The Dewsbury riot of 1989 was a minor clash between activists of the British National Party (BNP) and local Muslim youths of Pakistani and Indian origin. The police used riot gear in controlling the events.

==Background==
Dewsbury is a mill town in Yorkshire, England. After World War II, it attracted large numbers of immigrants from Pakistan and the Gujarat area of West India. In 1982, the Markazi mosque was built in the Savile Town area to serve the town's Islamic community. The number of Muslims in Dewsbury, especially Savile Town and Ravensthorpe, grew steadily as it gained a reputation as an Islam-friendly community in Britain.

==Riot==
Over a period of months in early 1989, an increasing number of white parents in the Savile Town area withdrew their children from the local school, which had become 80% Asian. In June, the BNP organised a rally to support these parents, whose behaviour was both controversial in the media and illegal under English and Welsh law. Tim Hepple, a BNP member with a history of violence, who was later revealed as an undercover agent, is said to have organised the rally.

The rally, in the centre of Dewsbury, was met with a small group of counterdemonstrators from Kirklees Black Workers' Association, but later, a group of around 800 Muslims gathered after rumours that the BNP were planning to burn the Qur'an in public. Heavy-handed policing forced the group of Muslims back to Savile Town, which led to fighting and the burning of the Scarborough pub in the area. Many Asian market holders in the centre of Dewsbury reported that they were abused by BNP activists since the police were diverted to Savile Town.
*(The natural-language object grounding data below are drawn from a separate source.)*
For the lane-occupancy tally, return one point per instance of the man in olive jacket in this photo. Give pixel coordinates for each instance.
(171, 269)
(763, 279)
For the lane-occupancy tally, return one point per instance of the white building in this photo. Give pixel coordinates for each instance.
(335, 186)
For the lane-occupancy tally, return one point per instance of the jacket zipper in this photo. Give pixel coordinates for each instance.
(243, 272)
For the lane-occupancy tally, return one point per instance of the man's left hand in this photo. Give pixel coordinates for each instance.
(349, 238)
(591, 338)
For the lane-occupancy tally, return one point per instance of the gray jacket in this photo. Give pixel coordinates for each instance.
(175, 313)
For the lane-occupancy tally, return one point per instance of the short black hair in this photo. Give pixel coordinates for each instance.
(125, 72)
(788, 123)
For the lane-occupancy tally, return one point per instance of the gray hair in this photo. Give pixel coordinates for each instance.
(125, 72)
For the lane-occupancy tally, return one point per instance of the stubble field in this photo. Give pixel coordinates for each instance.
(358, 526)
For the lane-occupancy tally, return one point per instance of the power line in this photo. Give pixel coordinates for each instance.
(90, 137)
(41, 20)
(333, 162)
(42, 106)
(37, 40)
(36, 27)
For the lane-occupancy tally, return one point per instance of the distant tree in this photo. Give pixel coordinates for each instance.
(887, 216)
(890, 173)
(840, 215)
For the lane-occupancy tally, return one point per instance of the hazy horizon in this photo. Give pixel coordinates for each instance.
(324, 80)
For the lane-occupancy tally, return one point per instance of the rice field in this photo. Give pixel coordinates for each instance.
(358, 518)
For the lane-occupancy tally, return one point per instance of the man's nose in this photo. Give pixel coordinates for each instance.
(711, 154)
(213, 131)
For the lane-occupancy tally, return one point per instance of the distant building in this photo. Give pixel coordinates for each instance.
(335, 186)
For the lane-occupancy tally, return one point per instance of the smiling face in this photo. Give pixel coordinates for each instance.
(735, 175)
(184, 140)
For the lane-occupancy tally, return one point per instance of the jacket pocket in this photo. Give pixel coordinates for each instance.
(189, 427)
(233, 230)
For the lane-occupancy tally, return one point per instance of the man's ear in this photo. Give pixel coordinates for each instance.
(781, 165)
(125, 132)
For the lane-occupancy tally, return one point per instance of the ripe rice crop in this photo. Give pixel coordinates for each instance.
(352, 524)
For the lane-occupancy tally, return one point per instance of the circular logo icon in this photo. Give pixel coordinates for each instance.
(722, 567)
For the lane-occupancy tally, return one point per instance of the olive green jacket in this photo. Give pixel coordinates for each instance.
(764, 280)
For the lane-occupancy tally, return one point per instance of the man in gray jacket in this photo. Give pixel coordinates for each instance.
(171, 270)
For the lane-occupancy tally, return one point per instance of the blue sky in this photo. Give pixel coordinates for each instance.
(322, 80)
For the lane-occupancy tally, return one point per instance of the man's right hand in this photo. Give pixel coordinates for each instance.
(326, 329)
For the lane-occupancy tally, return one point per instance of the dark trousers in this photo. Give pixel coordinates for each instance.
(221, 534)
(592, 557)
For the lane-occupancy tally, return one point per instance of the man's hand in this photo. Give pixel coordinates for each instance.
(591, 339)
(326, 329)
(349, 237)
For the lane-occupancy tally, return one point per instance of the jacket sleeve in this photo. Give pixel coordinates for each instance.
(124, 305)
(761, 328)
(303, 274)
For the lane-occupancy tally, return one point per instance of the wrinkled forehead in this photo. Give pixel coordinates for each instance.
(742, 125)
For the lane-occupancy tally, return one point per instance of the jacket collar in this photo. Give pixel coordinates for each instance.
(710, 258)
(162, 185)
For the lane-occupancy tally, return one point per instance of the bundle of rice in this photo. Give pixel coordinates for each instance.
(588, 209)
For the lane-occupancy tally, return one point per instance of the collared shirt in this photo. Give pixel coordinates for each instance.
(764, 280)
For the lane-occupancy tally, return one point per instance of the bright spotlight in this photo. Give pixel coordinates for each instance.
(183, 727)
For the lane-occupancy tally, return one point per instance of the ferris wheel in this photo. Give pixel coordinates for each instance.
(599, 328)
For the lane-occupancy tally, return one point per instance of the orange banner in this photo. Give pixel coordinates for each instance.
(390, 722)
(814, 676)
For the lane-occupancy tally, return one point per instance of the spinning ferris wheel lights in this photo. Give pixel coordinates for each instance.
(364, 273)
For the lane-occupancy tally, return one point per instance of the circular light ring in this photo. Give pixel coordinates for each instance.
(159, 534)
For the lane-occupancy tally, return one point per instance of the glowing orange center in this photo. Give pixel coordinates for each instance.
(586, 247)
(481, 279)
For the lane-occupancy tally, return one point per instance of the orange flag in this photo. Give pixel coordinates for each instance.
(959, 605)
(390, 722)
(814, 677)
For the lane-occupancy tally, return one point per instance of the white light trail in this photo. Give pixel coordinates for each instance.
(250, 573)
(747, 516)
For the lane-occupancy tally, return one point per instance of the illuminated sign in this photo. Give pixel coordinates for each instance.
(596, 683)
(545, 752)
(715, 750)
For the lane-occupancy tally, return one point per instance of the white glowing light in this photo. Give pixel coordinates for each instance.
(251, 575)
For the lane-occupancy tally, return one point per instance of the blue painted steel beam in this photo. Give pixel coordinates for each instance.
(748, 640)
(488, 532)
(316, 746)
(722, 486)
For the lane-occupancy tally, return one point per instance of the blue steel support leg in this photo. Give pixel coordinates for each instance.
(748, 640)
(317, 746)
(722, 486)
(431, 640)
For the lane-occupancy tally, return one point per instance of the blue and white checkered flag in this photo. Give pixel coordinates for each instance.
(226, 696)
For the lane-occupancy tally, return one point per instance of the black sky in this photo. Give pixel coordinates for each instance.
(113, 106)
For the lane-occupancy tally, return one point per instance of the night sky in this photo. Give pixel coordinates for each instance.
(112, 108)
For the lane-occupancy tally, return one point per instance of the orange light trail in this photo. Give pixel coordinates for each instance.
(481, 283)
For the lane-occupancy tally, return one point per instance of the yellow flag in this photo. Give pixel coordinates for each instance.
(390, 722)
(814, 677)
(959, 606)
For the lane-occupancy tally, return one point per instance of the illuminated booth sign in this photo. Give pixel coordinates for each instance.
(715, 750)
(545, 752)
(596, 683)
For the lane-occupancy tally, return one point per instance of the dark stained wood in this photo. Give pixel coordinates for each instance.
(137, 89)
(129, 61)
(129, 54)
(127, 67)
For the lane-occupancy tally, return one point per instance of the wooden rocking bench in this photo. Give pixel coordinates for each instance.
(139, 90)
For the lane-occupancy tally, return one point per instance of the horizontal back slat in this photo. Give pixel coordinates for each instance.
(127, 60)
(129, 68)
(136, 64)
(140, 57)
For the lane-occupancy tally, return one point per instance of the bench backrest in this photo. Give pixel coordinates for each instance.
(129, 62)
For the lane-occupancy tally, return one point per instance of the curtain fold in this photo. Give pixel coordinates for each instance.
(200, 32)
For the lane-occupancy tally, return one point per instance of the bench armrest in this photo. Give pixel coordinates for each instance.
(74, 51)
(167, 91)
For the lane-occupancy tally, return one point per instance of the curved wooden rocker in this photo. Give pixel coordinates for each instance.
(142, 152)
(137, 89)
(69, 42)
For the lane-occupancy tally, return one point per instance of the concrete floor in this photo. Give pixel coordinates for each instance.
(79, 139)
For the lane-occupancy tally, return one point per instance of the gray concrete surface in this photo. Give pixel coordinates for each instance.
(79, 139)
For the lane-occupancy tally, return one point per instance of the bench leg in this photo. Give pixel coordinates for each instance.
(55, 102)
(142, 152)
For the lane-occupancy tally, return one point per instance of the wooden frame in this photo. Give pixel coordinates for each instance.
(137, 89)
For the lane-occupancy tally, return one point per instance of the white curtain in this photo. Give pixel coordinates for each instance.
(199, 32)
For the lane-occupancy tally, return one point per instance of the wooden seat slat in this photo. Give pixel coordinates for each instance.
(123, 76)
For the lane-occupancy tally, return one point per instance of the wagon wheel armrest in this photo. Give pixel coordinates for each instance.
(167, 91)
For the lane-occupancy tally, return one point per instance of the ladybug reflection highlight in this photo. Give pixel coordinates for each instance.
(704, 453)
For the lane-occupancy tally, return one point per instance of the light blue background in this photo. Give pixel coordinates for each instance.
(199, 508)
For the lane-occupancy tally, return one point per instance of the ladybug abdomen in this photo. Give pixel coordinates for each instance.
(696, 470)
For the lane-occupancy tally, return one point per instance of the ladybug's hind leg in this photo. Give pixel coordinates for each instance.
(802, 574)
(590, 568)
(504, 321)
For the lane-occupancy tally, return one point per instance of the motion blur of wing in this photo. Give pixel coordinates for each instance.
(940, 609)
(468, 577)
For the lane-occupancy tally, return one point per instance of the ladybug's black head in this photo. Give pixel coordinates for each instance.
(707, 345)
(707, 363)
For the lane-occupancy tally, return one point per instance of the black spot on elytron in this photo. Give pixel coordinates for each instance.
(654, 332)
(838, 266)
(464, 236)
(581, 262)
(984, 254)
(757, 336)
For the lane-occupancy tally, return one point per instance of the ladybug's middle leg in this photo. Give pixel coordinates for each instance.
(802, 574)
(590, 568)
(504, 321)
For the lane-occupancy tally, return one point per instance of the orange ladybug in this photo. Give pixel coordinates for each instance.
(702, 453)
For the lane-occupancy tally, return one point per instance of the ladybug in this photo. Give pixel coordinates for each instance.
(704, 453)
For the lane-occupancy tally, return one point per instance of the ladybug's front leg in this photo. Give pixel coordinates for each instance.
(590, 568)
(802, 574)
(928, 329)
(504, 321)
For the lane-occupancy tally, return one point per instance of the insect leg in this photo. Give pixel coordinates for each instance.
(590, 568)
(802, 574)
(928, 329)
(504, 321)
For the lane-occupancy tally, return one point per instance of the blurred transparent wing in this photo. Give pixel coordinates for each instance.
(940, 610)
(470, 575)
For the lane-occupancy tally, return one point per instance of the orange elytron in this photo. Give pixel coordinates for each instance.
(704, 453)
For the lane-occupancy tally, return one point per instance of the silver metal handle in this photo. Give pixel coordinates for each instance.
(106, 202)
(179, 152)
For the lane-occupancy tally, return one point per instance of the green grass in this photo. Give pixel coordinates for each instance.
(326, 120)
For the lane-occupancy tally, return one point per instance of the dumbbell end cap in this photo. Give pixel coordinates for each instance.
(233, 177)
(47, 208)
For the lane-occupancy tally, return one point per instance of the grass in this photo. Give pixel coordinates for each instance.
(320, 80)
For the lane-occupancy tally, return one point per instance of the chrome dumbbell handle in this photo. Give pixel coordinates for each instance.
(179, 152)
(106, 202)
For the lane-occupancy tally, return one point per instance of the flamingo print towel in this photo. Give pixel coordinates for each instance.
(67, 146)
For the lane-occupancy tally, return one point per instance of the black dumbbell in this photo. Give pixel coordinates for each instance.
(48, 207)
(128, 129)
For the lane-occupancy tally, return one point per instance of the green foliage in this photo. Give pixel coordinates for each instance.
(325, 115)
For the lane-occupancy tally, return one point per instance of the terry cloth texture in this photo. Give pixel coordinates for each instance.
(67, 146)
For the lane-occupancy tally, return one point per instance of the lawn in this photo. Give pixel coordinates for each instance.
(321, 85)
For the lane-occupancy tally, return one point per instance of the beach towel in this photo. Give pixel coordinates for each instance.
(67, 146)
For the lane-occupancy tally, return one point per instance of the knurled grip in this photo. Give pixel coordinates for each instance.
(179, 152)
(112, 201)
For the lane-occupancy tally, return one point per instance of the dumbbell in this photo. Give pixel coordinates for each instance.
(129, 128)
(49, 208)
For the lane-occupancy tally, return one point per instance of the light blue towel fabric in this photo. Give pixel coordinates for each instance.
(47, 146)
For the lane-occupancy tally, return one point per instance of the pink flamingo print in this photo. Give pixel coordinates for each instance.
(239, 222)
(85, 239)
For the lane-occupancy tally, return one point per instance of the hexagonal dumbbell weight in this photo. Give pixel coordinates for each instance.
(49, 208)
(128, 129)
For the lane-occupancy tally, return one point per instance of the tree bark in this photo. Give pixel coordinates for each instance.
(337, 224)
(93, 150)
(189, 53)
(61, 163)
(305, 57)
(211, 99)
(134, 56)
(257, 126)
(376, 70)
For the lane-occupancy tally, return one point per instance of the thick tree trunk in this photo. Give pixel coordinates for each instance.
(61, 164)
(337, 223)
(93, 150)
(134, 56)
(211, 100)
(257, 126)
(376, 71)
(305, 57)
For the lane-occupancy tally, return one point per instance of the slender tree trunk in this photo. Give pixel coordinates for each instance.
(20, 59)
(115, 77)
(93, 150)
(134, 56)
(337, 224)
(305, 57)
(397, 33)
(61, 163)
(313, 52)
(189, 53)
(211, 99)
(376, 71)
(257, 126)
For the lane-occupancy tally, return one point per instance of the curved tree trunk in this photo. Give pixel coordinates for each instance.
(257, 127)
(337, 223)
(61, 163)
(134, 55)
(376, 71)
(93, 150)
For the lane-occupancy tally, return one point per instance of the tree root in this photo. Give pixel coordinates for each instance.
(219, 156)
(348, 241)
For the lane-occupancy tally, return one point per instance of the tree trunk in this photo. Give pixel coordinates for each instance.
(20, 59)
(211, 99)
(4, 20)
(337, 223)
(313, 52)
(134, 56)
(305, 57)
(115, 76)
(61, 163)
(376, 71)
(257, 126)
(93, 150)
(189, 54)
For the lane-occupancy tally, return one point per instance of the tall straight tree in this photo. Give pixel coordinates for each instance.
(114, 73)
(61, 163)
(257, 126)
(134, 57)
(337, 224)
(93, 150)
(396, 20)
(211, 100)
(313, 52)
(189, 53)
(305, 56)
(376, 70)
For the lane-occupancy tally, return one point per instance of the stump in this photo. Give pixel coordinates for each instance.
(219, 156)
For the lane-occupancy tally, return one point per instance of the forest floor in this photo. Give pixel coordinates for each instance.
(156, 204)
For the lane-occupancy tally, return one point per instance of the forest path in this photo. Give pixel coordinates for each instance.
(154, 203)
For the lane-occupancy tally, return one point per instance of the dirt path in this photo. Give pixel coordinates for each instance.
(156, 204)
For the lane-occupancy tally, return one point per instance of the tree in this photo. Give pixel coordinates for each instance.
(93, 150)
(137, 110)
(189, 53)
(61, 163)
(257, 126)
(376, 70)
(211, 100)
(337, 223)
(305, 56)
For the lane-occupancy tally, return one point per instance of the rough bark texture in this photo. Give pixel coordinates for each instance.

Fifty-eight people were arrested, most of whom were Muslim. Prison sentences ranged from three months to three years. Two police officers were injured.

==Legacy==
The segregation of schools in Dewsbury and the claims by some white parents that they had a "right" to withdraw their children from school have been studied very widely by educationalists. In 1990, there were some similar cases of white parents' withdrawing their children from schools in nearby Wakefield, which has a much smaller Asian community; these cases are often covered by the same studies as the Dewsbury withdrawals.

A report by the Equality and Human Rights Commission in October 2017 mentioned how Dewsbury had become a town divided by religion. Quoting figures from the 2011 Census, the report estimated Dewsbury as a whole as 44% Muslim and Savile Town in particular as 93% Muslim.

There have been two further minor riots in Dewsbury: one between Kurds and Pakistanis in 2007, and one between Hungarians and Pakistanis in February 2008.